結納品を半世紀以上扱う大分市の専門店「はまなが」 数万組の縁結びに寄り添い「喜び」

「結納の店はまなが」を営む浜永孝治さんと洋子さん夫婦。創業した孝治さんの母から受け継いだ親切で丁寧な接客と礼法指導が評判=大分市中央町

 【大分】大分市中央町の「結納の店はまなが」は、婚約の際に取り交わす結納品一式を扱う全国でも数少ない専門店。半世紀以上にわたり、数万組の縁結びに関わってきた。店主の浜永孝治(たかはる)さん(76)、洋子さん(71)夫婦は「結婚という人生の大きな節目に寄り添えることが喜び」と話している。
 結納は婚約の証しとして「長熨斗(のし)」「末広(扇)」「寿留女(スルメ)」など夫婦円満や長寿を願う品を贈る日本の伝統的な儀式。孝治さんによると約1600年前、仁徳天皇の時代に始まった。室町時代に武家や公家の間で広まり、江戸末期から明治初期にかけ庶民に普及したという。
 店は1972年、大分編み物学院を営み、茶道や華道の師範でもあった孝治さんの母、登志さん(故人)が創業した。長男(孝治さんの兄)の結納の際に好みの品がなく残念に思っていた登志さんは、テレビで水引細工の特集を見たのをきっかけに、すぐに産地の長野県飯田市を訪ね、材料を仕入れて店を開いたという。
 孝治さんは大手通信会社のシステムエンジニアとして東京や長野で働き、2002年に早期退職し帰郷。夫婦で店を手伝い始めた。孝治さんが水引飾りの仕上げや製作、洋子さんが書道8段の腕前を生かして目録書きを担当する。
 結納品は地域や形式によって品目や内容が異なる。

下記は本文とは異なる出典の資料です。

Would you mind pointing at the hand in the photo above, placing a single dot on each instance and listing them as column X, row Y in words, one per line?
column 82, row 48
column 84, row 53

客の希望に沿った品を提案し、作法も指導するなど細やかな心配りを忘れない。「相手の家族が喜んでくれた、いい結納ができたと言ってもらえるのが一番のやりがい」と洋子さん。
 最盛期は年間600組の結納に携わった。近年は結納の簡略化などで実施率は2~3割程度。浜永さん夫婦は「文化や風習は時代と共に変化するもの。それでも皆さんが求めてくださる間は心を込めて全力でお支えしたい」と笑顔を見せた。